For England and Wales, there is 1 Severe Flood Warning for Cornwall which means danger to life, 244 Flood Warnings which means flooding is expected and immediate action is required and 268 Flood Alerts warning that flooding is possible and to be prepared for action.
The MET Office is warning that more rain would fall in the next few days and people in the worst affected areas are being moved to emergency shelters.
The MET has issued an Amber warning for the South West of England (Be prepared to protect yourself and your property) and a Yellow Warning for the rest of the country (Localised flooding).
Scary stuff and a miserable Christmas for many. 2012 will go down as the year that the changing climate really began to make an impact.
7 comments:
How do you distinguish between bad weather that is and isn't caused by global warming? Or is all bad weather now attributable to human forces?
And I'm sure Cornwall has it coming.
Depends how closely you have been following the whole climate change debate for the last few decades.

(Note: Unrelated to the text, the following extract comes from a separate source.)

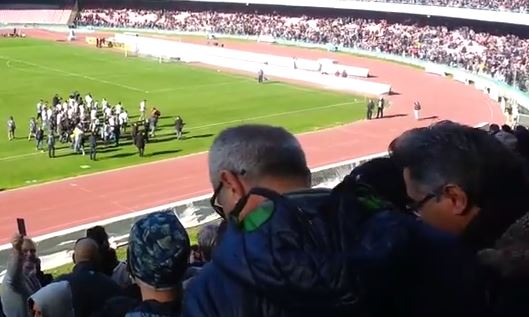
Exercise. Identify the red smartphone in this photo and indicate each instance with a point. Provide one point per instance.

When the word unprecedented and record breaking is used as much as it has been over recent years, you know a change is happening.
good grief. i just did a comparison and the area with flood warmings is tiny - about the size of East Texas which gets similar flood warnings 5 or 6 times a year.
perspective lucy, perspective.
q
oh, and we get the same affect every 4 or 5 years due to El Nino's.
and we have not had any storms in the USA that are abnormal. neither have we had abnormal occurance of storms.
what we have is lots of people building homes and businesses where nobody ever lived. attributible to the population doubling and americans concentrating in cities and along the coasts.
q
I will pass on your sympathies to those in the affected areas.
instead please tell them to avoid living in flood plains...
q
"How do you distinguish between bad weather that is and isn't caused by global warming? Or is all bad weather now attributable to human forces?"
As far as I know, there is no possible way of attributing the weather on one day, or even week, to one particular input. However, the vast majority of climatologists (and who am I to argue with people who study this area every day of their lives) do believe that an increase in the amount of a particular input (or inputs) into the system, over a protracted period of time, makes certain kinds of weather more likely in the future.